A 10-year-old boy, 147 cm tall and 40 kg weight, presented to our hospital with complaint of sustained bilateral hip pain for 4 weeks. The pain was getting worse while walking and spread throughout thigh. He showed positive sign of Patrick's test in bilateral hip and a slight limping gait and limited range of motion (ROM) on a physical examinations. The pain was relieved with rest and not occurred during night time. No history of trauma or underlying disease was reported. He practiced taekwondo as a hobby. Blood test results revealed no abnormalities, such as systemic disease or evidence of pyogenic coxitis.

Radiographs showed a sclerotic line along the left femoral neck and evidence of callus formation. A minute disruption of the medial cortex at the trochanteric area was detected on the right side (Fig. 1). A magnetic resonance imaging (MRI) was taken to help with the diagnosis, and T1-weighted images showed decreased signal intensity along the left femoral neck and on the medial cortex of the right femur. T2-weighted images showed high signal intensity in the same area (Fig. 2).

The patient underwent conservative treatment with wheelchair ambulation and bed rest for 2 weeks. After 2 weeks, which was 6 weeks from the start of pain, he felt diminished bilateral hip pain and radiographs showed more sclerosis along the bilateral femoral neck, since then, partial weight-bearing ambulation with two crutches was permitted (Fig. 3A). Ten weeks from the start of pain, he did not complain of any discomfort and showed full ROM bilaterally. Radiographs indicated nearly complete bony union at the previous fracture site (Fig. 3B). Radiographs obtained 4 and 12 months after the initial pain developed showed complete healing of the stress fracture (Fig. 4).

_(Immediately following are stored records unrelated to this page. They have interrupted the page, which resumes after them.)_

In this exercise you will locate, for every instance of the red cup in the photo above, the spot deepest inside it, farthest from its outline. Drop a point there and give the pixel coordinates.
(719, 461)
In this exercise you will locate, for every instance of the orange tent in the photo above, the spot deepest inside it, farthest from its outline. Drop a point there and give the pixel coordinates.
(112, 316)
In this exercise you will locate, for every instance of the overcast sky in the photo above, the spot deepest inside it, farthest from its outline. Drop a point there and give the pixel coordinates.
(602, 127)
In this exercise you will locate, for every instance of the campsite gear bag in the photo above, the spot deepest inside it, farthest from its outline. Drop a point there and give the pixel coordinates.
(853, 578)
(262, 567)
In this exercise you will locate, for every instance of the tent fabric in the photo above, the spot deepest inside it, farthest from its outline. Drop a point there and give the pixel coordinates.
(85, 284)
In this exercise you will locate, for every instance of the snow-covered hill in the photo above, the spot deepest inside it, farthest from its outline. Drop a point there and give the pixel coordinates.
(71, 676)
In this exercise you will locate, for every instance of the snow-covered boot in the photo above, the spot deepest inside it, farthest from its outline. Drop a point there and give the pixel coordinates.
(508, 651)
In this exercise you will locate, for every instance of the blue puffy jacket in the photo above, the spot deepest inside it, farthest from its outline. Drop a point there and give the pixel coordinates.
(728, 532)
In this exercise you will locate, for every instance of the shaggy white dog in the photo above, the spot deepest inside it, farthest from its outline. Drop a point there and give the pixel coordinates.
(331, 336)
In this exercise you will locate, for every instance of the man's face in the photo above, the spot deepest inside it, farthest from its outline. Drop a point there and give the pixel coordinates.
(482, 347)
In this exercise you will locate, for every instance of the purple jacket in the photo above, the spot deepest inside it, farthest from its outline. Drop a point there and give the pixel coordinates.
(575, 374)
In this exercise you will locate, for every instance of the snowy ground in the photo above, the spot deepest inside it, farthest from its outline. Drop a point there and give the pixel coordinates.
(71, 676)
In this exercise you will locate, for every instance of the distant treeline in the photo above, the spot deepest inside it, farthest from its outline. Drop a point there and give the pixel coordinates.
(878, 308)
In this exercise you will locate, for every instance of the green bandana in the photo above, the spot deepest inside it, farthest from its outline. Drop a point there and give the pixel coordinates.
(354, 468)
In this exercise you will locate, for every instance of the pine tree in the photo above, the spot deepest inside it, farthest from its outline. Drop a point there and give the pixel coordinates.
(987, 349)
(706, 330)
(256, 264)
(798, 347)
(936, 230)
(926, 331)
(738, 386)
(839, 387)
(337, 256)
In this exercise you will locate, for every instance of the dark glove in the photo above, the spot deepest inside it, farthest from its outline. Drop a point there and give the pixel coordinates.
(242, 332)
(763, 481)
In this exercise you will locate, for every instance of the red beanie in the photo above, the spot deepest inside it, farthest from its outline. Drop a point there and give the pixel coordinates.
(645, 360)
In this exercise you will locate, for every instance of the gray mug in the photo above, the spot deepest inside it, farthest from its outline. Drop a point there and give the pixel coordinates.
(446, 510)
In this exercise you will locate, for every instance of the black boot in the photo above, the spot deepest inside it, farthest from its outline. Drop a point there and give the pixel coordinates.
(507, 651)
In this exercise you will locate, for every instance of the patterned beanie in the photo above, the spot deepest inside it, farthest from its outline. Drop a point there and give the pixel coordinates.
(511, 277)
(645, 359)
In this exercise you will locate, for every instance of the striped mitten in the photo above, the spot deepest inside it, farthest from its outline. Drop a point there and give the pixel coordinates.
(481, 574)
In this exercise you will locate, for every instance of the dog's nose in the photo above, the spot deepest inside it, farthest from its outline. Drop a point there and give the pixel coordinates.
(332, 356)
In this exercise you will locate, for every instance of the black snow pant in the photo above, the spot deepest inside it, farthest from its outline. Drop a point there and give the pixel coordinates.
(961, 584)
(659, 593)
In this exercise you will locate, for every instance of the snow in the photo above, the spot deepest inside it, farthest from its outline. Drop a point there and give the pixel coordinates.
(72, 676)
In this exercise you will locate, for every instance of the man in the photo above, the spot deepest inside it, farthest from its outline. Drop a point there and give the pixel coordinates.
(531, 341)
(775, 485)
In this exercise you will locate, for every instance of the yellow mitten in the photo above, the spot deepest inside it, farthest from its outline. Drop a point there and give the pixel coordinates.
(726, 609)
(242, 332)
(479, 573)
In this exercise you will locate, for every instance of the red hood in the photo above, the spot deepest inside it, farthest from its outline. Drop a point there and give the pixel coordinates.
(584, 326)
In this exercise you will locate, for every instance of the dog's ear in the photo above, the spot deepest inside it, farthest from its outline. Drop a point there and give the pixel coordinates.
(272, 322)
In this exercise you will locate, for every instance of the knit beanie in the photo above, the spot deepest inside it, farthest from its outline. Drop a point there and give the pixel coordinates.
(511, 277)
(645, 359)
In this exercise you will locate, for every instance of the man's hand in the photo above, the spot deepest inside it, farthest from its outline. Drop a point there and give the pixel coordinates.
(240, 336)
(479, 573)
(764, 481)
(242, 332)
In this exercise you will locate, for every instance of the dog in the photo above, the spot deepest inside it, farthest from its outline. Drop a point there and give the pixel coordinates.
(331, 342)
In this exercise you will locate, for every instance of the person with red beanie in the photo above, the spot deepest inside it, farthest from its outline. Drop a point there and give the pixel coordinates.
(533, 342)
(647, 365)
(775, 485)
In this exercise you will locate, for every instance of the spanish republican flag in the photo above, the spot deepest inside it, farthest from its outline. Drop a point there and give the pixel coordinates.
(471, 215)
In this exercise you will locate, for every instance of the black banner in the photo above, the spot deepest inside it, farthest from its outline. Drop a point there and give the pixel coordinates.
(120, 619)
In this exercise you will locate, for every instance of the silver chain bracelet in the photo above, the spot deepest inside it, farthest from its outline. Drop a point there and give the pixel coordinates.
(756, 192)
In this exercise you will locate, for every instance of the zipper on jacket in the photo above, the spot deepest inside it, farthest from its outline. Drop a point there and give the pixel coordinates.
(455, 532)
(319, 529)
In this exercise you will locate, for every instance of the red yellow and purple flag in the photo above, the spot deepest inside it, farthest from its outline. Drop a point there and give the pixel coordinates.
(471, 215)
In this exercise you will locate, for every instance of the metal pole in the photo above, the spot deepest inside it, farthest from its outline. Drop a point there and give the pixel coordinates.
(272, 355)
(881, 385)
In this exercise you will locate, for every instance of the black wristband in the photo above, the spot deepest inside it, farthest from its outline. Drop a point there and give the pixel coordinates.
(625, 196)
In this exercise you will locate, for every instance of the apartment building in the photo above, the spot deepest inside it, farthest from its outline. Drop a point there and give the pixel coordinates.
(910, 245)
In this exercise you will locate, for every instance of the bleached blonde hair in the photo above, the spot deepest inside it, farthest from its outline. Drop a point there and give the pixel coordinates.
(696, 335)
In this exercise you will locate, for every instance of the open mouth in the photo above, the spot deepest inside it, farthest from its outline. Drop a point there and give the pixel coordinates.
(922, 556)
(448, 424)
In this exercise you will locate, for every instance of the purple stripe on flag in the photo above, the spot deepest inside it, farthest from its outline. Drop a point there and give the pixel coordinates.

Femoral neck stress fractures in children were first reported by Devas3) in 1963. He classified these fractures into two groups according to radiographs. The compression type, which account for most of stress fractures in children, typically show inferomedial cortical disruption initially, whereas a transverse type fracture, also known as tension type, tend to appear at the superolateral cortex5). Up to now, only one case of a bilateral femoral stress fracture has been reported in a child6).

The common symptoms of previously described cases were sustained hip pain and limping. Some cases had a history of excessive sports activity and problems affecting general health condition, such as anorexia nervosa27), whereas others had no clear contributory factors48). Our patient had no history of trauma or medical problems.

Radiographs are initially used to diagnose disease. However, in early stage of injury, it is difficult to detect a femoral neck stress fracture because of its nondescript features on radiographs. A few weeks after injury, it tend to appear as radiolucency through the cortex without any periosteal reaction. After two to eight weeks from the onset of symptoms, periosteal reaction or callus formation are generally seen as a result of bone remodeling9). However, MRI makes early diagnosis possible for patients who have clinical suspicion for stress fracture but radiographs are negative. Early resorption of bone can be manifested as local hyperemia and edema along the endosteal surface on MRI. Fat-suppressed T2-weighted images are important for detecting edema of the bone marrow. Several weeks after injury, a MRI shows bone marrow edema on both T1- and T2-weighted images and signal changes in the cortical bone. The common pattern of stress fracture on MRI is a low signal intensity line, surrounded by ill-defined large edema. The diagnosis of stress fracture was based on the presence of a focal, cortical and medullary zone of increased radionuclide uptake in all phases of bone scintigraphy. Although false-negative cases have been reported, bone scintigraphy has been considered as gold standard for early detection of stress fracture910).

The cortical interrupted region differs in compression (inferomedial) and tension types (superolateral) of femoral neck stress fractures. According to this classification, most fractures are the compression type and the remainder are tension type5). Given past experience, a compression type fracture usually does not require internal fixation and conservative treatment with limited weight-bearing is sufficient for healing6). However, an increased risk of displacement and a potential increase in osteonecrosis of the femoral head can occur in tension type fractures. Thus, patients with a tension type fracture must undergo internal fixation5). Differential diagnoses include hip joint strain, synovitis, osteoid osteoma, Legg-Calvé-Perthes disease, slipped capital femoral epiphysis, and malignant conditions such as osteosarcoma.

Because a femoral neck stress fracture is rare, it is easy to overlook in the differential diagnosis or may be misdiagnosed. Femoral neck stress fractures in children can be difficult to diagnose on plain radiographs. Thus, a femoral neck stress fracture should be considered in the differential diagnosis in children who present with sustained hip or groin pain, and MRI, close follow-up with serial radiographs should be performed.